Chart of the day, AIG edition
If you haven’t read it yet, you really must read Jessica Pressler’s fantastic Robert Benmosche profile — the man really shines through, in all his blustery glory.
So how well has Benmosche actually done, as CEO of AIG? He certainly put an end to a misguided fire sale after he arrived in the fall of 2009, and he deserves a lot of credit for that. And over the course of his tenure, the government has managed to unload nearly all of its stake in the company — at a profit, no less. That’s a notable achievement, too: I, for one, didn’t think it could be done and said as much in January 2010, five months after Benmosche took over.
It’s impossible to know how much of that is thanks to Benmosche, and how much is thanks to the Federal Reserve, which sparked a massive credit-market rally and which also held onto various bits of AIG nuclear waster until it could get a good price for them.
Either way, the results can be seen in the chart above, which was much harder to put together than it looks, and I’m very indebted to both Ben Walsh and Jonathan Weil for help with it. It shows AIG’s share price, in black, and also the value of the shares available to the public, in red. The green area is the value of the government’s stake in AIG, calculated as the value of the shares that the government ultimately ended up converting its stake into. Go back to the excellent column that Jonathan Weil wrote shortly after Benmosche took the reins, saying that the value of AIG was “either $5.1 billion or $26.5 billion” depending on what you were counting: the first figure is the red area, and the second figure is the combination of the red and green areas.
AIG’s market cap today is around $60 billion, more than double what the market thought the company was worth back in 2009. So that’s another Benmosche achievement. Then again, both the share price and the market capitalization are lower than they were in early October 2009, and much lower than they were in February 2011. The chart shows the government doing a great job in selling down its stake in the company; but there’s nothing particularly up-and-to-the-right going on here. After all, over the same period, the S&P 500 has risen more than 50%.

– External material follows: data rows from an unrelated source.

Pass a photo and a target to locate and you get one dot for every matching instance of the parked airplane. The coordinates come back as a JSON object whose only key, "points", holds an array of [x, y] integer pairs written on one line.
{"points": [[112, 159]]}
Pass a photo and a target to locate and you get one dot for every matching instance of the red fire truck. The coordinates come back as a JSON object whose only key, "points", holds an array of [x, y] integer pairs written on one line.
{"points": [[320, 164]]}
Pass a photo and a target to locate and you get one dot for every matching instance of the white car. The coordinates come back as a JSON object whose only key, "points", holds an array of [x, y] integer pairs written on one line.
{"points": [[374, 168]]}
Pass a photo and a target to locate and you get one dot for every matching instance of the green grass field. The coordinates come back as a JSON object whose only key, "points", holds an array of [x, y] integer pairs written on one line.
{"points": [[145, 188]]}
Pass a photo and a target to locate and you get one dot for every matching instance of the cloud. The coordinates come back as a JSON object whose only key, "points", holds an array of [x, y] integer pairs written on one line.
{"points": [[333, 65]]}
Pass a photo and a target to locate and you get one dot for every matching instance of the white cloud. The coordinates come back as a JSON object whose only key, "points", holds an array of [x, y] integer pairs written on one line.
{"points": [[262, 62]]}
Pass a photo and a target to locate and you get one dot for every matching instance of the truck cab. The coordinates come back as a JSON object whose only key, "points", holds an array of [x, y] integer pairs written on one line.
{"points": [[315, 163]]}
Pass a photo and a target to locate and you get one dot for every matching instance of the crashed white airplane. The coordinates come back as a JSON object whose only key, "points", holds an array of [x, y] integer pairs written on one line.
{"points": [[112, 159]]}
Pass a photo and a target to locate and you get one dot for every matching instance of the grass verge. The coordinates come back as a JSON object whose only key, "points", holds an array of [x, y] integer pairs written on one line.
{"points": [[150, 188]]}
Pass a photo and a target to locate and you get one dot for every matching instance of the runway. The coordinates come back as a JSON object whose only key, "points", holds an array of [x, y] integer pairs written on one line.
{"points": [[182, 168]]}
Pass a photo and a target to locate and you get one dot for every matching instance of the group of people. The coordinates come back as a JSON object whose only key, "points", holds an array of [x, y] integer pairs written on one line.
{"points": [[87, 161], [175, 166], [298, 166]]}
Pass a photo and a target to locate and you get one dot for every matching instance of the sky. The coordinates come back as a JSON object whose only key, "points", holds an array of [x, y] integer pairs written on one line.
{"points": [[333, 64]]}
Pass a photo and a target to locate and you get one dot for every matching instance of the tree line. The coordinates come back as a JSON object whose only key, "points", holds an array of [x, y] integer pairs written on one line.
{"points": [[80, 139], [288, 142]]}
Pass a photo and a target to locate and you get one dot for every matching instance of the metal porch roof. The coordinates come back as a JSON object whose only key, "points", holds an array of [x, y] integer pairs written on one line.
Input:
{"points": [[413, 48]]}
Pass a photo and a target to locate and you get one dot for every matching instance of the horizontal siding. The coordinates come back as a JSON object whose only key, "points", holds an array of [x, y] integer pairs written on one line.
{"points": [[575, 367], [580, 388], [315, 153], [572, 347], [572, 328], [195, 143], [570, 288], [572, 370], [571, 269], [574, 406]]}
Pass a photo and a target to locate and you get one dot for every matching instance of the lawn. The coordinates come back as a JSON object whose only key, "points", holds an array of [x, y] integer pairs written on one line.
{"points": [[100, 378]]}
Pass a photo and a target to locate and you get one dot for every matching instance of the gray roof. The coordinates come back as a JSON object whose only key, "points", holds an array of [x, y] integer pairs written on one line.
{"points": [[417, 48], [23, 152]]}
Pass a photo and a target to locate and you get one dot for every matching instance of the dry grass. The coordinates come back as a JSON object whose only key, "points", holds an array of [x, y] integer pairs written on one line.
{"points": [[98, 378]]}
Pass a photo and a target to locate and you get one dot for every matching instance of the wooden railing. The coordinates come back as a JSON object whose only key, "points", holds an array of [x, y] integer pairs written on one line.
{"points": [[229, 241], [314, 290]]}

But here’s the thing: AIG might be worth roughly as much now as it was in January 2010. But back then, AIG’s valuation was a weird, fantastical thing, based on extrapolating a share price which represented only the tiny sliver of shares actually traded on the markets. I thought that the valuation was bonkers, most other observers did as well, and there were precious few people standing up to defend it.
Today, by contrast, AIG is a real company, with a justifiably positive valuation, based on a huge number of shares being traded every day. The company which had arguably the biggest balance-sheet black hole the world has ever seen has managed to come back from that brink, with the help of unprecedented government assistance, and is now a viable stand-alone business. That’s a huge victory for the people who made the decision to rescue AIG, not that they had much choice in the matter. And it’s surely a victory for Benmosche as well.